Hoofdstraat in Kaatsheuvel in 1917 (foto: collectie RAT, nr. 56481) |
Tweede brief, deel 3
Toch wordt de leugen, dat Calvijn te Noyon in Frankrijk gebrandmerkt zou zijn, het gewone volk nog steeds in handen gestopt, en ook nog eens door alle roomsen in de Meierij geloofd. Bij toeval kreeg ik hier het Leven van Tijl Uilenspiegel in handen. Ik bladerde er doorheen en vond er tussen nog veel meer leugens, waar een roomse overigens evenveel geloof aan hecht als aan het evangelie, het volgende: Uilenspiegel kwam eens bij de paus. Deze vroeg hem of hij de lijken van Luther en Calvijn wel uit elkaar zou kunnen houden, mochten die twee ooit opgegraven worden. Hij gaf ten antwoord dat hij Calvijn goed zou herkennen aan het brandmerk op zijn rug.
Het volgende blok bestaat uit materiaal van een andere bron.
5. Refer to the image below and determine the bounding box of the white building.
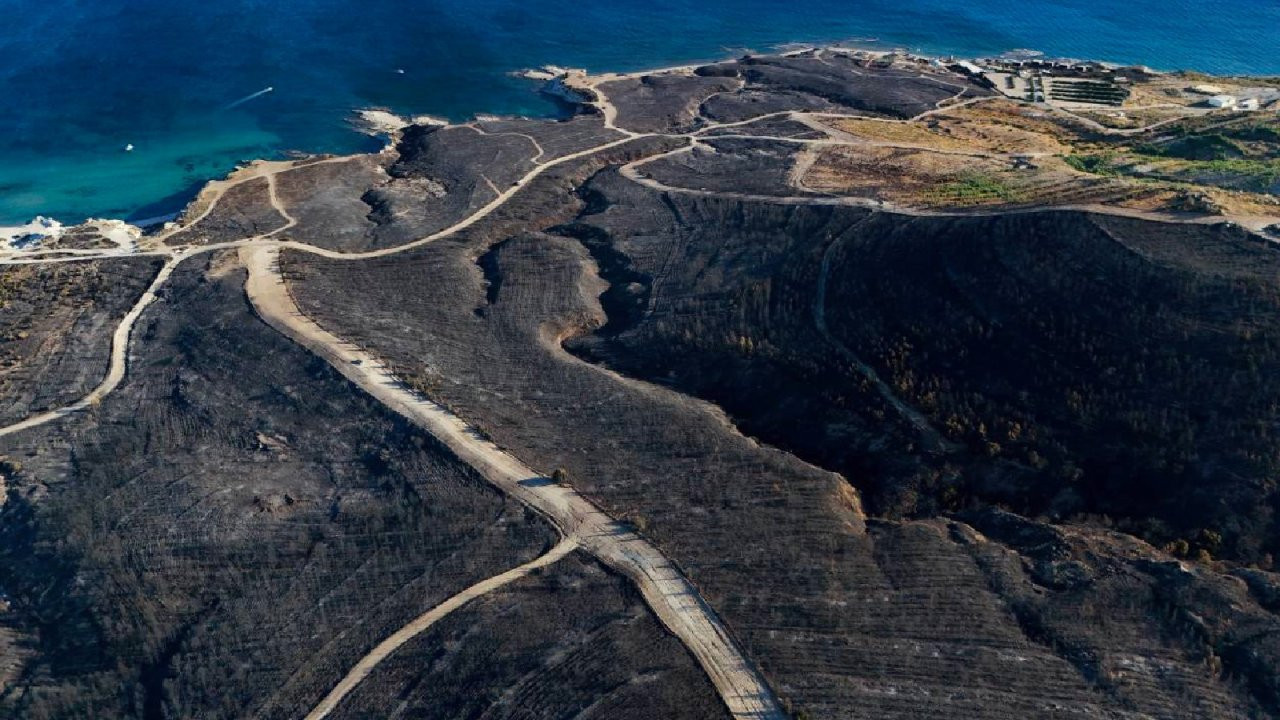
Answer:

Wat vind je van zo’n schaamteloze leugen, die men het domme volk als zuivere waarheid op de mouw spelt? Onder de roomsen in de Meierij is ook een spreekwoord gangbaar dat ik de kinderen langs de straat wel eens heb horen schreeuwen:
Jan Calvijn is in de hel;
Dat weten alle geuzen wel.
Ik ging vervolgens via Kaatsheuvel, een gehucht dat eigenlijk onder Loon op Zand hoort, naar dit laatstgenoemde dorp. Op de Kaatsheuvel wonen veel zwavelkramers, die overal heen zwerven met een mand vol zwavelstokken op hun rug voor de verkoop. Het is een miserabele handel, maar toch verdienen ze er de kost mee, want als ze iets verkopen, bedelen ze altijd om nog wat eten op de koop toe en dat wordt hun zelden geweigerd.
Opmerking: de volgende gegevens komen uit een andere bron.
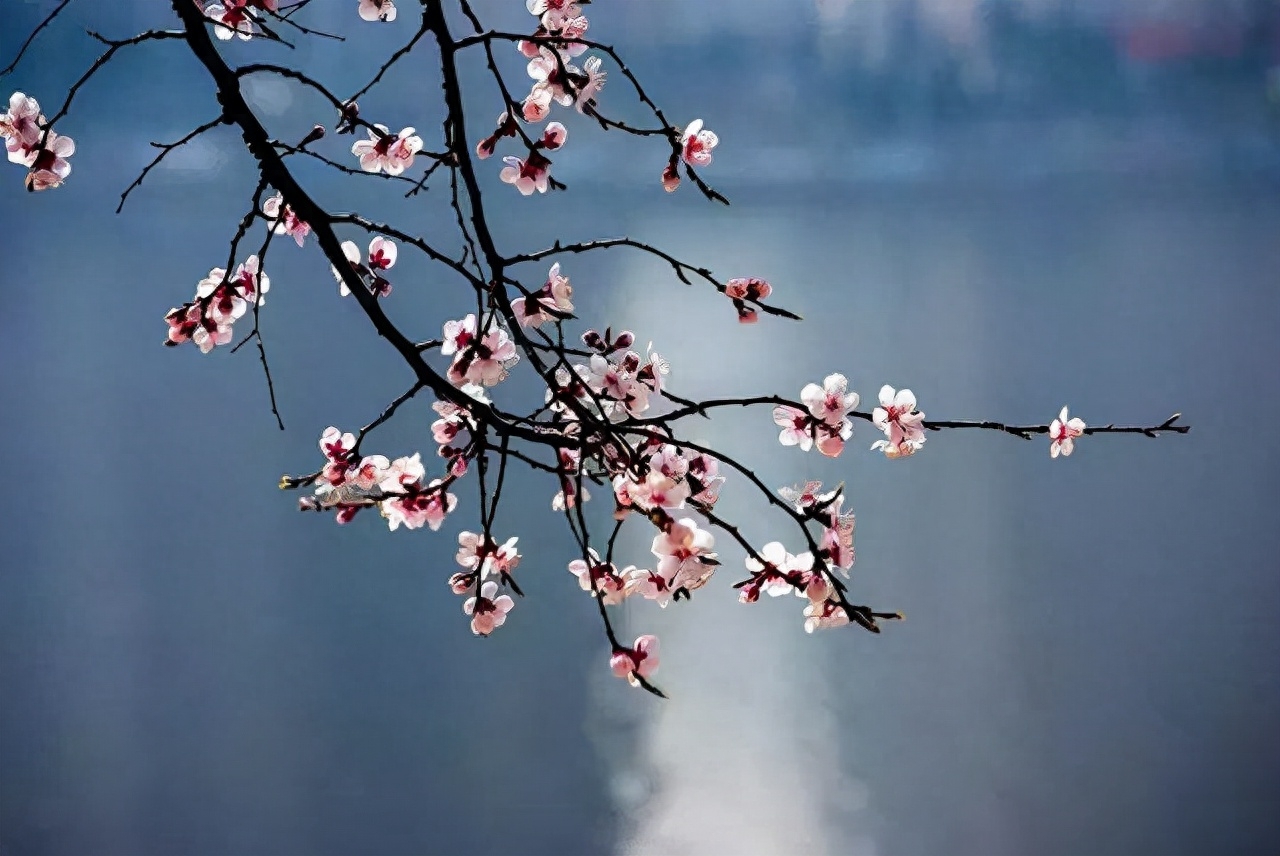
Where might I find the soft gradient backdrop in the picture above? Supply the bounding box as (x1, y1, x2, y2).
(2, 1, 1278, 854)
Als je ergens een zwavelkramer tegenkomt, en je vraagt hem of hij soms op de Kaatsheuvel woont, dan zegt hij altijd: “Nee! Maar in Loon op Zand.” Wat hiervoor de reden is, weet ik niet, of het moest zijn dat ze zich schamen, aangezien de inwoners van dit gehucht bij de Meierijenaars niet de naam hebben de allerbesten of allereerlijksten te zijn. Maar ik kan u verzekeren, dat zij even goed zijn als wie dan ook in de Meierij. Mij is er tenminste niets overkomen.